I’m used to the events team running around dropping everything. I work in a very different hat on events quite frequently at a surprisingly high level, where my job is to pretend to be the bottom of the pile but work out how to access all areas and then find all the things that everyone passive aggressively thinks is someone else’s job and make sure they all get done. With that in mind I can help pick up the drops. Which is why I dropped the info to Tink.
They had an idea that Ffion and I would perform for the client on the globe mainstage. I immediately knew that would never fly. I would be open to a conversation with Michelle, frankly. We could likely build some content for corporate clients that has integrity, considering the team of humans I know. Factory alone with Ffion and I and we are golden. My best mate is a fucking associate artist here. Just because I do the corporate and sometimes the education absolutely shouldn’t obviate me from the main. But this is a heavily boundaried space. And there are some literal actual idiot actors working the exhibition space. I’ve seen some woeful stuff done by then. I got involved in some once. Atrocious clueless dross. Thankfully I was largely anonymous and it was entirely forgettable.
Event work is a skill. But this industry assumes everyone is a specialist. It’s annoying. Many people can wear many hats – you get to my age still doing it and you can do the things. Loads of people I know can use a drill but can also use an angle grinder. People can do screen acting and theatre acting without exploding. People can do event acting and theatre acting and screen acting and still be the same human. We are not works of art. Yes, sure, sometimes someone gets famous on the telly and they literally just can’t. But I’m talking about people like me who have consumed themselves into learning a craft ignoring the fact that the gates are frequently kept by the blind.

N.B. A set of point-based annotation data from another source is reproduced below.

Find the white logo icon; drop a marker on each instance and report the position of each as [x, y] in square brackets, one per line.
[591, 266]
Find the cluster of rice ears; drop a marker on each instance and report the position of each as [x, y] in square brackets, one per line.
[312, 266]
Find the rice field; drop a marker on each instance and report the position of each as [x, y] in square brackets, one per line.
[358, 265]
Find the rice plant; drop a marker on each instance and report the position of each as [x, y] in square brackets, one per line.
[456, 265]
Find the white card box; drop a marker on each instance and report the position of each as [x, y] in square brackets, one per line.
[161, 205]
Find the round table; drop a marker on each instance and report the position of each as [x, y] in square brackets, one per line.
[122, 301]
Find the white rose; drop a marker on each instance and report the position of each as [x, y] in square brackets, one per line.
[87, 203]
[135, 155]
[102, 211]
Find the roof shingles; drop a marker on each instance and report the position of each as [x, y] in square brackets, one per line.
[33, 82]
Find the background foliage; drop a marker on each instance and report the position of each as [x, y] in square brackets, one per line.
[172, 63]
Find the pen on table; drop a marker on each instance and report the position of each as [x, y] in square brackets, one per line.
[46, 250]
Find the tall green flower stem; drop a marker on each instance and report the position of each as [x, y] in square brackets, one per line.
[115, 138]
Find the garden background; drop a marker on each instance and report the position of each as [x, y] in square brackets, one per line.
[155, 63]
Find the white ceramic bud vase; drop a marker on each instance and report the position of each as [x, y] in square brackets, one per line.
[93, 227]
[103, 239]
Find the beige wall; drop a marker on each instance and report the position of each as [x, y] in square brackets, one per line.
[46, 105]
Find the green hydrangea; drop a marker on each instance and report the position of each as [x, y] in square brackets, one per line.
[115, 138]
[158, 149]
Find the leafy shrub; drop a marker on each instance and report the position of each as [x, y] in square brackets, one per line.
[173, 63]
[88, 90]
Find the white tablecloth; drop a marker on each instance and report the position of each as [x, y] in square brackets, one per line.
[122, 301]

The theatre industry, the mainstream theatre industry, has always felt spectacularly closed to me thus far. My first job was a film. And somehow that means I’m allowed to only meet for film. So I’ve done that and it’s been good. But I’m weirdly not able to meet for mainstream theatre. It’s heartbreaking.
I used to say I’ve literally never auditioned for a theatre you’ve heard of. For over 20 years I said that and then I met and recalled recently for Hull Truck. Didn’t get it dammit. 1 strike.
Yes, I did work at the RSC but I didn’t have to audition. The director, bless his heart, asked for me. He lives and works in Canada though so that’s not something to rely on. And I got that life changing offer through hard graft on The Odyssey.
Meh. I love this stupid industry full of weirdly high status presenting tits who left drama school two years before me.
I’m going home to eat pasta and sleep deeply and dream of finding my Katie Mitchell.